Avoiding reinventing the wheel

Posted by  Shawn Callahan —July 9, 2008
Filed in Strategy

When we help organisations develop their knowledge strategies we encourage them to focus their efforts on a few areas. We have listed some of the areas that have emerged in past projects and we tend to use this list as a starting point. One of the focus areas is ‘Avoid reinventing the wheel’ and I was thinking, what one behaviour could you change that would have a major impact in achieving this objective?

Perhaps this is it. Whenever a proposal is put to a leader they ask these questions:

Have we done this before? What happened then? Please demonstrate to me that you have done a good job looking.

Has anyone else done this before? Can we find out?

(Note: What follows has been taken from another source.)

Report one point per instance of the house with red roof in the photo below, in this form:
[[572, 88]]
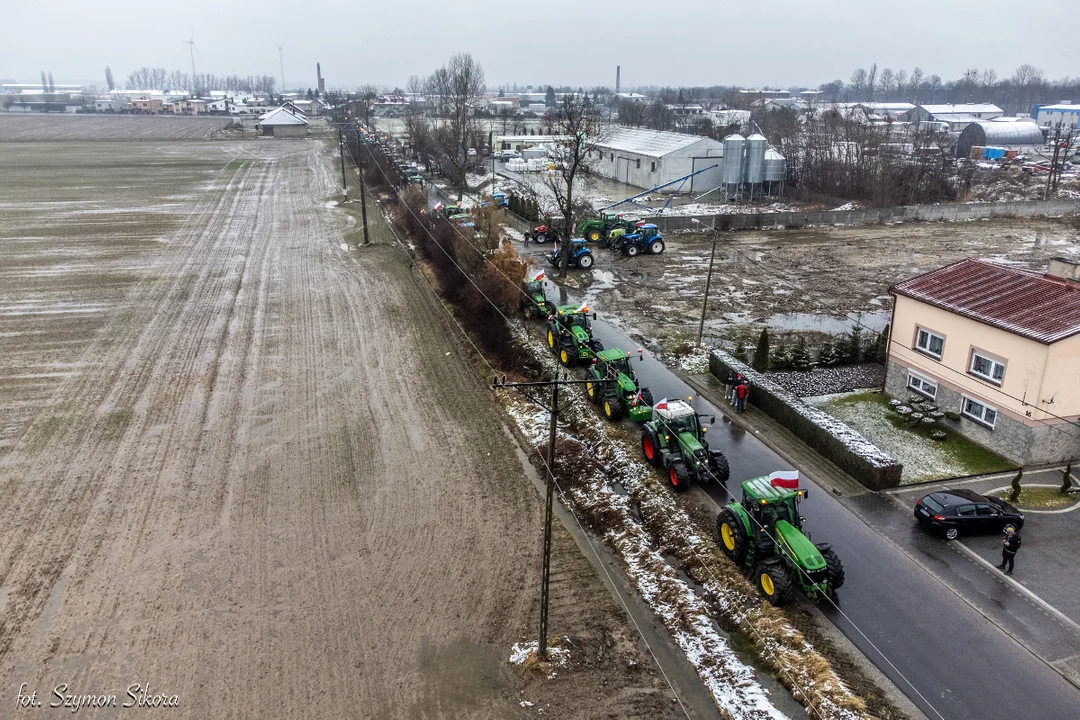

I can just imagine what might happen the first few times these questions are asked. The proposer returns to their desk and asks if it is at all possible to find out what has happened in the past. Some solutions will be offered but there will be gaps and new approaches will be required. The business lines will then put pressure on the services lines of the business to provide a solution. Improvements will be made and the organisation will incrementally improve their ability to avoid reinventing the wheel.

About  Shawn Callahan

Shawn, author of Putting Stories to Work, is one of the world's leading business storytelling consultants. He helps executive teams find and tell the story of their strategy. When he is not working on strategy communication, Shawn is helping leaders find and tell business stories to engage, to influence and to inspire. Shawn works with Global 1000 companies including Shell, IBM, SAP, Bayer, Microsoft & Danone. Connect with Shawn on:

Comments

  1. Matthew says:

    The issue is always over the definition of “wheel” and a search discovers that we have done something like a wheel before but that one was white and now we need a red one. The inexact art is deciding whether it is easier to build the red wheel reusing the techniques used for the white one or to build it from scratch. I’ve seen may attempts to reuse ideas, particularly software code, fail because the differences between the two cases proved to be greater than first thought. Sometimes reinventing the wheel is the right thing to do.

  2. ken says:

    How about Kevin Kelly’s compiled-negative-results, both encouraging the habit of logging, recording, writing (even sharing, gulp) and also to embrace-failure not as failure but as (joint) exploration.